MEDIA

[NYULOCAL] A Member of GSOC Explains Why NYU Graduate Students Are Protesting Inside Bobst

Today from 1pm to 2pm about 60 graduate employees held a “work-in” inside Bobst Sydney aka hard eight download. You may have seen us with our blue t-shirts and signs hung around our neck. We tried to remain silent as we were grading exams and papers. Our action drew attention to the labor that we do everyday that keeps this university running.

We are members of the Graduate Student Organizing Committee (GSOC), the graduate employee union. We lead sections, work in labs, grade most exams and papers, teach languages, do research, and perform other academic labor on campus. Few classes at NYU could operate without our labor. NYU wouldn’t be able to offer classes with more than 40 students in them if we weren’t able to assist the professors with grading and leading sections. Currently we are working without a contract after John Sexton refused to negotiate a second contract with our union in 2005.

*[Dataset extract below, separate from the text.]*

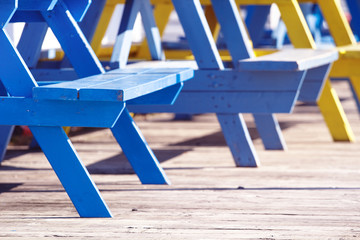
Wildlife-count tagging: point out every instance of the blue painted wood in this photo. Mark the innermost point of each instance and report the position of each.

Undergraduates have a direct stake in improving graduate conditions. Well-treated TAs ensure that NYU can attract high quality graduate students, which will improve the experience in the classroom, as well as NYU’s prestige. As it is, undergrads suffer when graduate workers are forced to TA courses well out of their specialty. Undergrads pay too much in tuition to be taught Chinese history by someone who studies Latin America. Finally, TAs responsible for excessive grading loads cannot be attentive and conscientious teachers. Running a university like a Wal-Mart, as Sexton seems to want, is not a recipe for academic success.

Despite the importance of our labor, NYU claims we are not workers. For a while, John Sexton found a kindred soul in George W Bush. In 2004 Bush, whose hostility to workers was legendary, overturned established labor law and stripped us of our legal protection, allowing Sexton to refuse to negotiate a second contract a year later. Most labor specialists, many legislators, and even human rights organizations like the International Labor Organization were horrified by Sexton and Bush’s actions. In fact last year both Barack Obama and Hillary Clinton co-sponsored legislation, which Ted Kennedy wrote, which will re-instate our labor rights, and ensure that TAs like us have the right to form a labor union and negotiate for better conditions. The right to form a union is an essential human right, guaranteed to all under the UN Declaration of Human Rights.

Our argument is simple: we believe that we as graduate students should have the right to decide for ourselves whether we want to form a labor union, just as TAs at top schools like Berkeley, Rutgers, and CUNY have. Like all workers, TAs are better off when we can present a united front to our employer and bargain as one unit rather than be divided. Just as John Sexton has a contract, so we want one that will ensure that we have fair pay, decent health care, and child-care.
For more details, go to www.TArights.com.

Original publication can be found here, by Peter Wirzbicki.